Economie

Reculer pour mieux sauter ? Les plus vieux réacteurs nucléaires français rempilent pour dix ans

L'Autorité de sûreté nucléaire (ASN) a autorisé sous conditions l’allongement de 40 à 50 ans l'activité des plus vieux réacteurs en France. Mais dix ans c’est vite passé, et la question de leur remplacement n’est pas tranchée.

L’autorité administrative indépendante, chargée au nom de l’Etat de contribuer à la réglementation du nucléaire, d’en contrôler les installations et de «participer à l'information du public, y compris en cas de situation d'urgence», vient de rendre sa décision sur la prolongation de la durée d'activité des plus anciens réacteurs du parc nucléaire français.

Elle concerne 32 réacteurs d’une puissance installée de 900 MWe chacun, mis en service pour l'essentiel dans les années 1980 et dont la durée d'activité initialement prévue était de 40 ans. Ils devraient atteindre progressivement cette échéance, que l’ANS appelle leur «quatrième réexamen périodique», au plus tard d’ici 2031. Les centrales concernées sont les plus anciennes : Bugey (Ain), Blayais (Gironde), Chinon (Indre-et-Loire), Cruas (Ardèche), Dampierre (Loiret), Gravelines (Nord), Saint-Laurent (Loir-et-Cher) et Tricastin (Drôme).

Selon la note d’information publiée sur son site : «L'ASN considère que l'ensemble des dispositions prévues par EDF et celles qu'elle prescrit ouvrent la perspective d'une poursuite de fonctionnement de ces réacteurs pour les dix ans qui suivent leur quatrième réexamen périodique.» Elle prescrit la réalisation des améliorations de la sûreté prévue par EDF, et ajoute ses propres recommandations. EDF devra ainsi réaliser une série de tests et de travaux pour améliorer la sûreté de ses réacteurs.

Un premier objectif est de réduire les conséquences des accidents et notamment des accidents graves, avec une fusion du cœur du réacteur

«Un premier objectif est de réduire les conséquences des accidents et notamment des accidents graves, avec une fusion du cœur du réacteur», a expliqué à l'AFP Julien Collet, directeur général adjoint de l'ASN. Les opposants au nucléaire réclament pour leur part une fermeture des centrales anciennes. «Les réacteurs nucléaires entrent dans une phase de vieillissement inconnue», estime ainsi Greenpeace.

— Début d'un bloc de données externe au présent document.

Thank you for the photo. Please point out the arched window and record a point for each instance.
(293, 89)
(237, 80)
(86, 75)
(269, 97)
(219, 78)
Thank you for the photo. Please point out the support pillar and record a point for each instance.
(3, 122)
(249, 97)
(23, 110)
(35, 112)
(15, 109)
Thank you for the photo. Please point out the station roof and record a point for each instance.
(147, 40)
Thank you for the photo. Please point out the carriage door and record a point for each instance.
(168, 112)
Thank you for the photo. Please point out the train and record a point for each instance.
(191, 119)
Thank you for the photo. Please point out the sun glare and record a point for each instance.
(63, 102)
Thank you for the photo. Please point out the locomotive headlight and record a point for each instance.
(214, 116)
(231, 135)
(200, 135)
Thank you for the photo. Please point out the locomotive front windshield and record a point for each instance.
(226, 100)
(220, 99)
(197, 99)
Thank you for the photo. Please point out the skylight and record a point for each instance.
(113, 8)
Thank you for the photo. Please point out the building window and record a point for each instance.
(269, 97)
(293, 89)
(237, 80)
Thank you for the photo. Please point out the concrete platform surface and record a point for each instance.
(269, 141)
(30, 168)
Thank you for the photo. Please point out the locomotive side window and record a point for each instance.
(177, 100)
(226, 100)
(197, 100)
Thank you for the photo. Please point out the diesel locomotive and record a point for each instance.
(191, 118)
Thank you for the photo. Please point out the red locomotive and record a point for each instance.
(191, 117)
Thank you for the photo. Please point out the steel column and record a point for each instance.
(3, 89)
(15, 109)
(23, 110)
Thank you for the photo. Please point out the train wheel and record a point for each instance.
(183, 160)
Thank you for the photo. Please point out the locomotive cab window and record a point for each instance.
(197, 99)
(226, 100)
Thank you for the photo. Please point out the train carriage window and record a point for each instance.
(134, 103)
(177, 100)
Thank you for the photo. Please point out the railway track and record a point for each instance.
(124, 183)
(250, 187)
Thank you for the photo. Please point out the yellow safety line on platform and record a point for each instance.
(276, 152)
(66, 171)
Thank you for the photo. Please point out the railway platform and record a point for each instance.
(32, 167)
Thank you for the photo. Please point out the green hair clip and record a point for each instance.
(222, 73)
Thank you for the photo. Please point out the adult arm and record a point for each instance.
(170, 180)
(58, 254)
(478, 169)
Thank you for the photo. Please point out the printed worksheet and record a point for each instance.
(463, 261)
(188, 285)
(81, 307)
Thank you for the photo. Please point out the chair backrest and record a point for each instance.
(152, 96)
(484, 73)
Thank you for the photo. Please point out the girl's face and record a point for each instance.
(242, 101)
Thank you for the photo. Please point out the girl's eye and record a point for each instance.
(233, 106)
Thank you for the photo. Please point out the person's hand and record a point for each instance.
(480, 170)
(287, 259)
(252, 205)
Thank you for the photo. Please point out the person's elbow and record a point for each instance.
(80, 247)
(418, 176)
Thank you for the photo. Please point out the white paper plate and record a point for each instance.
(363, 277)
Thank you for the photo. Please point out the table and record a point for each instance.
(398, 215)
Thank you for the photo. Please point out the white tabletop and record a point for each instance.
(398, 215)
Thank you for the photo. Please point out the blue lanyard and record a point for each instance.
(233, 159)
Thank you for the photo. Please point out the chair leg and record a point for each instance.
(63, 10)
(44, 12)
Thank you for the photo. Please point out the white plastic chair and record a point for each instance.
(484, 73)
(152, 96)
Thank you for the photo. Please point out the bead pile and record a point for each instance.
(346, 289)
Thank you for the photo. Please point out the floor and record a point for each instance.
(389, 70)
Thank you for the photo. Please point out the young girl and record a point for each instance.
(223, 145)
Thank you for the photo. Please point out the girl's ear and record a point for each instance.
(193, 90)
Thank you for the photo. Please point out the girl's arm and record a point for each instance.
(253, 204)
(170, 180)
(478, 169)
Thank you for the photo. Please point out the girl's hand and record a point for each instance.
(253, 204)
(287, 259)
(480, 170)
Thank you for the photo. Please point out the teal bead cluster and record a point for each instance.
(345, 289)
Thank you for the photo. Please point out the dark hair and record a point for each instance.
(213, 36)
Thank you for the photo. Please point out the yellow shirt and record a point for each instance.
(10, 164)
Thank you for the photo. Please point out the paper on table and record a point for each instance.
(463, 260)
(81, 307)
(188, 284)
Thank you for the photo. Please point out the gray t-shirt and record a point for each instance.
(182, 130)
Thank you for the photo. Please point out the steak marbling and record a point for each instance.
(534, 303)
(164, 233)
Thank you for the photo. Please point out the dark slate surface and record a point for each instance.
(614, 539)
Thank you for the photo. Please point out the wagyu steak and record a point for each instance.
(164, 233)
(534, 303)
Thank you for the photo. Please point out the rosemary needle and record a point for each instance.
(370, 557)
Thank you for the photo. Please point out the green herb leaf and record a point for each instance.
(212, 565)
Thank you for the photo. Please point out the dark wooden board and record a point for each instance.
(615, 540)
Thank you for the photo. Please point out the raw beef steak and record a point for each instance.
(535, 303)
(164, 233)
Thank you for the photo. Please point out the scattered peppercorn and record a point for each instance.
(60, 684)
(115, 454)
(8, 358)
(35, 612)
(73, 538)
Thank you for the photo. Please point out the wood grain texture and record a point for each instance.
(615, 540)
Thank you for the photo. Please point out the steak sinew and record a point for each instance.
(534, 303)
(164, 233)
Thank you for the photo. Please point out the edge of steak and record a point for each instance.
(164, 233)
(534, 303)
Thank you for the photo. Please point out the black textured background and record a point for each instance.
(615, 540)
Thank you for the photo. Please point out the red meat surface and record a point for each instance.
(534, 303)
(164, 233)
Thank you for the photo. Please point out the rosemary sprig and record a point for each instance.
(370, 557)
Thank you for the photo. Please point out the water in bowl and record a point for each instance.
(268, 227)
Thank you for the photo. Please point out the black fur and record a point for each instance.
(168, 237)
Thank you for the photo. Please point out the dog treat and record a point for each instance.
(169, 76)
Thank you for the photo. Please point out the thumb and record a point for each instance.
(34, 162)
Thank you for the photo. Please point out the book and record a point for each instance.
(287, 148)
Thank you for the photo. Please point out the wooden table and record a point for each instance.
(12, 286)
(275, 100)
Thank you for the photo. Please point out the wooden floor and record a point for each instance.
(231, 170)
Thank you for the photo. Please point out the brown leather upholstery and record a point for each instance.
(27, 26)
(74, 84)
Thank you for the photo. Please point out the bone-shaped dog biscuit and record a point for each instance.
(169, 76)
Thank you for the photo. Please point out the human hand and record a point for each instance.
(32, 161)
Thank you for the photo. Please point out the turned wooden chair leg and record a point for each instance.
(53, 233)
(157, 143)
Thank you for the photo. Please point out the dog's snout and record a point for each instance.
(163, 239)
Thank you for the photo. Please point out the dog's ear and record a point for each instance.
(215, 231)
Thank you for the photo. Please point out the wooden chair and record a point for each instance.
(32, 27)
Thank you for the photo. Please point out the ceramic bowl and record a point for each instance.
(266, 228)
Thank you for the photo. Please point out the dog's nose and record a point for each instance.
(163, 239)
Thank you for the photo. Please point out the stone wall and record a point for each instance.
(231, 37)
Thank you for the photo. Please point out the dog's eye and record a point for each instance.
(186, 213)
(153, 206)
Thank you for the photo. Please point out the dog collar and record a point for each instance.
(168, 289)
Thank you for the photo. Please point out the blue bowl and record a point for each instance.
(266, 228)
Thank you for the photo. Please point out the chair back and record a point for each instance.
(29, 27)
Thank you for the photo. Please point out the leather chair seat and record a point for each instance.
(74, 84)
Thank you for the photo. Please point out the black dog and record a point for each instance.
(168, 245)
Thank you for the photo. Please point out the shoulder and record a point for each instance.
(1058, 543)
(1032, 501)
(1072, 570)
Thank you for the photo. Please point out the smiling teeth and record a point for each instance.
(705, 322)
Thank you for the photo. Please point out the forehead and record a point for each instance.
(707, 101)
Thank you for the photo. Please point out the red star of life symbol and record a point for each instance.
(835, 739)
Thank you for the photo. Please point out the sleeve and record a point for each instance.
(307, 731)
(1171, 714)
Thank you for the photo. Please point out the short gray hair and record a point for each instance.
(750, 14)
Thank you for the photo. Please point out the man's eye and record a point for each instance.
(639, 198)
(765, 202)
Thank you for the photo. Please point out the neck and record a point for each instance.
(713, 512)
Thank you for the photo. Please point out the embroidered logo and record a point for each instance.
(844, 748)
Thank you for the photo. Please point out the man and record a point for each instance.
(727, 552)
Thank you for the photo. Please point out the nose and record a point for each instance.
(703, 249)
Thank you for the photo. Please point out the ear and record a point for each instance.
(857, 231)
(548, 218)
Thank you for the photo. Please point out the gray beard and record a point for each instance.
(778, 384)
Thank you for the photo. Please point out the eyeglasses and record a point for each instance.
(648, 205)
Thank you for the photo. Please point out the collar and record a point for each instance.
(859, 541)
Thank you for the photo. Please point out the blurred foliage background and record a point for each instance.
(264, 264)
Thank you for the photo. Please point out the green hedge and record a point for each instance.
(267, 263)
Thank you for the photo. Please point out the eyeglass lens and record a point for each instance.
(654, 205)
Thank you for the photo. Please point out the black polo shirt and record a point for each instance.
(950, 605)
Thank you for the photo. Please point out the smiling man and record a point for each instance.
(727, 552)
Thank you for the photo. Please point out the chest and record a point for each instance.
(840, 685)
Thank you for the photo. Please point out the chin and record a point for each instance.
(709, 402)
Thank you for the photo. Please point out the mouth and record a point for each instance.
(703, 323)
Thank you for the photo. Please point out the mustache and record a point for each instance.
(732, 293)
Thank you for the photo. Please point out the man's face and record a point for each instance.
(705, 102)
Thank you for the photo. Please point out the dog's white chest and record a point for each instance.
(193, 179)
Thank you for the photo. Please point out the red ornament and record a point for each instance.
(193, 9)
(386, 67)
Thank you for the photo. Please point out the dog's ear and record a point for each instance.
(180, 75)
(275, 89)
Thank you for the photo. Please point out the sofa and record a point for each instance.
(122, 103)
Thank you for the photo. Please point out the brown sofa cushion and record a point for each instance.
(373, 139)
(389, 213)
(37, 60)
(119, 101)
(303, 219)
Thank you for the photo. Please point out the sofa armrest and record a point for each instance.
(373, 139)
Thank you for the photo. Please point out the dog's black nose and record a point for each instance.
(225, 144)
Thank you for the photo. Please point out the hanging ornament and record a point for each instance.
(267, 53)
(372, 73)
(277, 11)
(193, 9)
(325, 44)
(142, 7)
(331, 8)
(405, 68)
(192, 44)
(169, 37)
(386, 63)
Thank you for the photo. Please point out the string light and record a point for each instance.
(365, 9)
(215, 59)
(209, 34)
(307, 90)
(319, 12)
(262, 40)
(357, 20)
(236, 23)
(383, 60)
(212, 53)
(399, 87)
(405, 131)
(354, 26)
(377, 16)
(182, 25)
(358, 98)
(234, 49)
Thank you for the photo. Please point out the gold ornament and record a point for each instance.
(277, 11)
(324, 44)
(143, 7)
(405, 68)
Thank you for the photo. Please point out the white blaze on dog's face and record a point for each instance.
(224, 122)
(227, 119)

Il y a plusieurs questions cruciales, comme le coût de cette prolongation, le choix de remplacer ou non par une nouvelle technologie nucléaire ces équipements vieillissants, ainsi que le coût final de ces décisions, auxquelles ne répond pas l’ANS dont ce n’est au demeurant pas le rôle.

Renouvellement du parc à une date inconnue

Mais une chose est sûre : sans cette prolongation de la durée de vie des centrales, la France aurait fait face à un déficit d’énergie dès l’hiver 2021/2022. En outre, cette décision a pour contexte une préoccupante indécision de la part de l’Etat. Ainsi, celle de renouveler le parc a officiellement été repoussée en novembre 2019 par l’ex-ministre de la Transition écologique, Elisabeth Borne, à une date inconnue, c’est-à-dire après l’ouverture de la centrale de nouvelle génération de Flamanville dans la Manche.

A l’époque ce devait être fin 2021, soit avec déjà plus de dix ans de retard, et un budget ayant échappé à tout contrôle (3,3 milliards d’euros prévus pour un coût de 12,4 milliards aux dernières nouvelles). Mais le gouvernement a depuis gagné au moins un an de sursis. En effet, lors de son audition au Sénat le 17 février, le président d’EDF a révélé à propos de la centrale de Flamanville que le chargement du combustible était prévu pour la fin 2022, ajoutant que le risque relatif au calendrier et au coût final de l'EPR était «très élevé». 

En 2020, le groupe détenu à 83,7% par l’Etat a réalisé 650 millions d'euros de bénéfice net, pour 69 milliards d'euros de chiffre d'affaires (-3,2%), selon un communiqué publié le 25 février. Le cash flow (trésorerie) d'EDF s'est établi à -2,7 milliards d'euros en 2020 et son endettement financier net atteignait 42,4 milliards à fin décembre.